Research Interests


This paper examines the effect of dividend taxation on the ownership structure of private firms. I exploit a German dividend tax increase that only affects corporate shareholders owning a minority stake. Using data on private German firms and their shareholders, I find that corporate shareholders reduce their minority stakes in firms after the dividend tax reform. This result is in line with the notion that, because minority shareholders do not have sufficient decision-making power to influence the payout policy, they can only react to a dividend tax increase by selling their shares. This effect is larger when the affected minority shareholders face high dividend tax costs. However, I find a smaller effect when the benefits of the minority stakes are highly relevant for the firm and the affected shareholders, suggesting that non-tax factors mute the response to dividend taxes. In addition, I find that the largest shareholder of the firm buys the minority stake, resulting in greater ownership concentration. These findings extend the prior literature that finds no effect of dividend taxes on the ownership structure of private firms.

Working Papers

This paper examines the corporate investment effect of a time limit on the use of net operating losses (NOLs). We predict that, when countries limit the use of NOLs to a few years instead of allowing indefinite use, managers of loss-making firms have an incentive to increase investments to recover these losses quickly. Using exogenous shocks to profitability from two earthquakes in Italy and variation in the tax treatment of NOLs over time, we find support for this prediction: when the use of NOLs is restricted in time (unrestricted), firms facing losses increase (do not increase) investment. This effect is stronger for firms with shorter investment horizons, in more profitable industries, and with less volatile profits. We provide external validity for this finding using a large panel of firms from European Union countries exploiting variation in tax regimes. These results indicate that restricting loss offsets can increase investments.
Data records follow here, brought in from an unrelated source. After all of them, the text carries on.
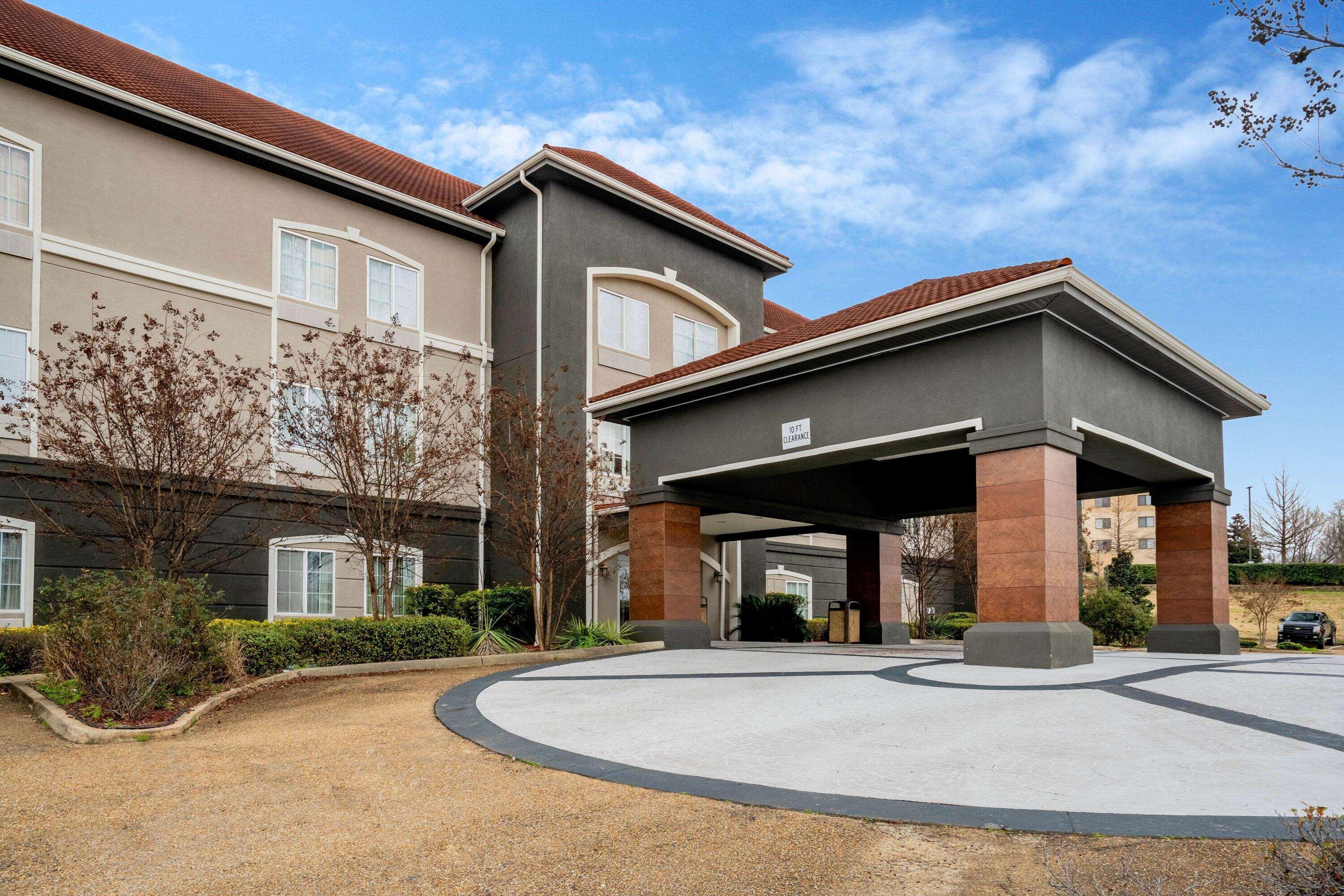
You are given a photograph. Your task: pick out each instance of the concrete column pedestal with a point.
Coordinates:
(1027, 551)
(666, 574)
(1193, 593)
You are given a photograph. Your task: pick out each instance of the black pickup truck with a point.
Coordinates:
(1308, 626)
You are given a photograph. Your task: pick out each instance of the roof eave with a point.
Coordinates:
(258, 146)
(1069, 275)
(561, 160)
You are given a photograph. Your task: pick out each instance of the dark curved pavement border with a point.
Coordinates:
(459, 712)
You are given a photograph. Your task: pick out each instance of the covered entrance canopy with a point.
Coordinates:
(1011, 393)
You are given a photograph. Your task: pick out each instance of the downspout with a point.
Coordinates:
(537, 531)
(480, 464)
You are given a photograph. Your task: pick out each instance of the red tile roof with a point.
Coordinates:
(92, 54)
(624, 175)
(926, 292)
(779, 318)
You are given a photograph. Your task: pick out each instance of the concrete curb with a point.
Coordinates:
(76, 731)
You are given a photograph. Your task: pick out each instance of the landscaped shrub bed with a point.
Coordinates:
(21, 650)
(272, 646)
(510, 607)
(1299, 574)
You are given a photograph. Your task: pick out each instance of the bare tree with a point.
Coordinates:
(151, 437)
(546, 477)
(926, 551)
(1332, 535)
(378, 445)
(1285, 523)
(1264, 599)
(1296, 30)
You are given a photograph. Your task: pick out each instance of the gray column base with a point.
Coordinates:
(1029, 645)
(675, 634)
(885, 633)
(1202, 637)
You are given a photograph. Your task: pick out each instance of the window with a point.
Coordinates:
(306, 582)
(405, 578)
(393, 293)
(623, 323)
(307, 269)
(15, 186)
(11, 570)
(613, 443)
(693, 340)
(14, 363)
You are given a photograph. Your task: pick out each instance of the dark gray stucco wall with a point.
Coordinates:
(994, 374)
(448, 540)
(1086, 381)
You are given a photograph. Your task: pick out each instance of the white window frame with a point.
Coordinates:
(797, 578)
(27, 358)
(29, 531)
(695, 339)
(308, 271)
(33, 178)
(625, 330)
(420, 292)
(623, 449)
(417, 559)
(300, 543)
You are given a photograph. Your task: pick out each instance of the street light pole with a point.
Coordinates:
(1250, 528)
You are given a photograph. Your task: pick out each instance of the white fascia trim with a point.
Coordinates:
(1147, 449)
(629, 193)
(154, 271)
(1069, 275)
(135, 100)
(828, 449)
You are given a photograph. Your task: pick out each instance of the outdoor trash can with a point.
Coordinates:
(843, 622)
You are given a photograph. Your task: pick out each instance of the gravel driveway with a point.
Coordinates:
(351, 786)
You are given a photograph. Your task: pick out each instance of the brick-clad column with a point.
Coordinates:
(1027, 542)
(1193, 581)
(666, 574)
(873, 578)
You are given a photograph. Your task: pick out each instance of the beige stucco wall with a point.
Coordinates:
(663, 304)
(124, 189)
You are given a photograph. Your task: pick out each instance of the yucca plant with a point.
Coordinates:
(594, 634)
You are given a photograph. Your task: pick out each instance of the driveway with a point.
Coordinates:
(353, 786)
(1135, 743)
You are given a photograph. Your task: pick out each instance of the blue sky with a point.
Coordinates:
(875, 144)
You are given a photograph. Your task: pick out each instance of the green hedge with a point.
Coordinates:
(1292, 573)
(21, 649)
(273, 646)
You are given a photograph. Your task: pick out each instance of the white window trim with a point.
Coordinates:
(695, 342)
(29, 531)
(299, 543)
(417, 574)
(33, 181)
(308, 271)
(420, 291)
(624, 299)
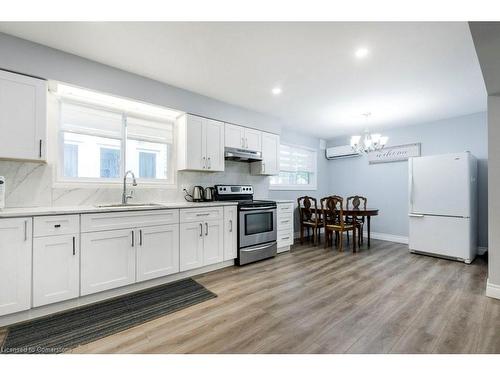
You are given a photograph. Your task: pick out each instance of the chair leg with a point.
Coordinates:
(354, 239)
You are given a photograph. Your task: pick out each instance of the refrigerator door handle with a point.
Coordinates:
(416, 215)
(411, 183)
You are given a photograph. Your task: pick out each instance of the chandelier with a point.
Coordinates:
(368, 142)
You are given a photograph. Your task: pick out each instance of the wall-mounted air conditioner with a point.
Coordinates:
(340, 152)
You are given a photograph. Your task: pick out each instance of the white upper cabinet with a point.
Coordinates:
(269, 165)
(243, 138)
(23, 117)
(200, 144)
(234, 136)
(15, 265)
(253, 139)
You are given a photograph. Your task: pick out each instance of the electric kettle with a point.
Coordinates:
(198, 194)
(209, 193)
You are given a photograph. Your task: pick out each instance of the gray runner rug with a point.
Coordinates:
(63, 331)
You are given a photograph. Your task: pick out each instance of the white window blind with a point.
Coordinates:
(99, 143)
(95, 122)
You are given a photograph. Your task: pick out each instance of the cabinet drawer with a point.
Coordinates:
(122, 220)
(285, 208)
(54, 225)
(190, 215)
(285, 238)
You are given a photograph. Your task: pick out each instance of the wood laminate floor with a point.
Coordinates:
(312, 300)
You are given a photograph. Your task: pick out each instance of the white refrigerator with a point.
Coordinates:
(443, 205)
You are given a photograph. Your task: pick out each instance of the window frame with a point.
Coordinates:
(60, 181)
(313, 184)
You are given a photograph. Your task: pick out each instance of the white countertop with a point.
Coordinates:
(63, 210)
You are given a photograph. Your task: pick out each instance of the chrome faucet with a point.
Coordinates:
(125, 196)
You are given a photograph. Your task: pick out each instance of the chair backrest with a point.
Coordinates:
(333, 212)
(307, 207)
(357, 202)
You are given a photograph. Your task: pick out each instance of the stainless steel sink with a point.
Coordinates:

This paper examines the role of personal income taxes in multinationals’ corporate tax–induced profit shifting. As required by corporate tax rules in most countries, firms need economic substance in low–corporate tax countries to justify profit shifting to these countries. Because higher personal income taxes increase the cost of labor and thus the cost of providing economic substance, we argue that personal income taxes can mute corporate tax–induced profit shifting. Using data on personal and corporate income taxes from 26 European countries, we find that personal income taxes substantially mute profit shifting to low–corporate tax countries. This effect is stronger if the parent country has strict economic substance requirements to curb tax avoidance. Our results show important interactions between personal and corporate income taxes that shape multinationals’ profit-shifting decisions.

Tax Depreciation and Investment Decisions: Evidence from the Leasing Sector 

This paper examines the investment response of finance lease firms to a change in tax depreciation rules. Using an exogenous shock in Germany, our results suggest that finance lease companies, the only organisations affected by such a change, reduce their investments following the abolition of a beneficial and long-standing tax depreciation method. We provide evidence that the exposure of finance lease firms to regulatory requirements moderates the investment effect. Additional cross-sectional tests indicate a larger investment response for finance lease firms with a product portfolio specialised in mobile assets and, in particular, office and IT assets. Our findings add to the existing contributions on the effect of tax depreciation on investment decisions and to the limited literature looking into the effect of taxation on financial institutions.